Wupatki Ruin
I went
out to Wupatki early on Christmas Day because I wanted to be with the spirits
and had a feeling they wanted to talk to me about something. It takes a while to get there and I don’t
like driving, so I committed myself beforehand to make sure I did it.
Walking
outside established visitor areas is prohibited in Wupatki National Monument,
so I walk in the adjacent National Forest.
I have visited all the ruins that are available for visitors to see in
the National Monument, and they are beautiful and instructive. It is almost impossible for those of us in a
highly technological society to imagine how the ancient inhabitants of this
land survived. Hopi lore says humans learned
from the “ant people” how to work hard and unceasingly. It must have been an extremely difficult
life. The ruins of this vanished culture
speak of human adaptability, but are also a sobering reminder of our dependence
upon our environment.
There is
more to be gained here even than this because the spirits of the ancient people
who once lived here are still present today: alive, aware, at one with Creator,
and able to do whatever supports the highest good from their seat in the eternal
now.
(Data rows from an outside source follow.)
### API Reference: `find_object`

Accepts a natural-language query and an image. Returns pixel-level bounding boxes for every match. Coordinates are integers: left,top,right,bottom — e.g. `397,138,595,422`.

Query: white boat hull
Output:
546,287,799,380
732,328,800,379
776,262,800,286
I really do not know who or what
the spirits actually are, but this my best guess based on my experiences with
them. For some reason I don’t feel them
as strongly around the visitor areas as I do in some of the undeveloped
places. Maybe the sites selected for
reconstruction by Monument personnel aren’t the ones the spirits think are the
most significant. Maybe they know we
can’t walk around or do ceremonies in the Monument, so they meet us elsewhere.
A sense
of silent presence always awaits and lifts my heart when I arrive. On this day the juniper trees seemed unusually
sentient, and there was a noticeable atmosphere of love. So often my lessons from the spirits are
about shifting from a world of fear into an incredible alternative existence of
love. I can never seem to stay there,
though.
The
weather was cold and a thin haze of clouds obscured the sun, which meant it
wasn’t going to warm up much. Even at
this lower elevation there was snow on the ground. I walked through the trees about a quarter of
a mile to where the land dropped off into broken country below. The Painted Desert lay in the vast distance,
and I felt at peace. I thanked the
spirits and offered corn meal, water and tobacco to the directions. I asked them to help me perceive and
understand anything they wanted me to know.
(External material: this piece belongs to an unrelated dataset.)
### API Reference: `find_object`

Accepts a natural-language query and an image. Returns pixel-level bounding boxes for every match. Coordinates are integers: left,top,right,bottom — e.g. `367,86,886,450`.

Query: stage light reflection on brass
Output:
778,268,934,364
I was content if all they wanted to do was bombard me with love.
Usually
from there I go down the hill to the first wash, which leads to my vision quest
site. In that place of serenity, anxiety
I don’t even know I am carrying slips away, and I relax and go to sleep on a
rock ledge. When a ranger once flagged
me down and asked what I do back there, I told her I meditate, which I figured
covered vision quest too. My toes were
getting cold from the snow and I didn’t feel a pull from the vision quest site. Instead, I marched down and up and down
again, across the upper reaches of several drainages below Doney Mountain. My feet warmed up.
Following
a sense of the mysterious and compelling, I turned down a small wash leading
towards Dead Man’s Canyon, and arrived shortly at the confluence of another
wash and a hillside of craggy, eroded limestone and black cinders. Much
charmed by the rocks, I climbed up and examined them. The sun came out and the cinders radiated
warmth. The sense of love was extremely strong
here. I looked across the wash to the wall
of limestone on the other side, and to my amazement, saw a ruin at the base of
the cliff. It consisted of a low
overhang with a wall of rocks along the front, creating an enclosure -- possibly
for corn storage. Someone had pulled
down the wall in the middle and tossed the rocks aside, presumably hoping to
find artifacts. Nothing was there now
but a pot shard and a packrat’s nest.
The spirits must have led me here to
see this – but why? I left the ruin and
climbed back up to the warm cinders on the hillside and sat down to think. I asked the spirits what they were trying to
say to me. In my mind’s eye I saw the
white light of love pouring forth from the ruin. It made no sense. Could this be a burial site? Did it matter? The sun lowered in the sky and I decided I
had better go. I didn’t want to – the
love surrounding me felt like Heaven. I
was reminded of the story of Christ’s resurrection, when the women went to his
tomb and found it empty, the stone rolled aside. Maybe the spirits were demonstrating the
relative worth of worldly things versus the light of Creator, encouraging me to
have less fear and live and do service in Heaven on earth.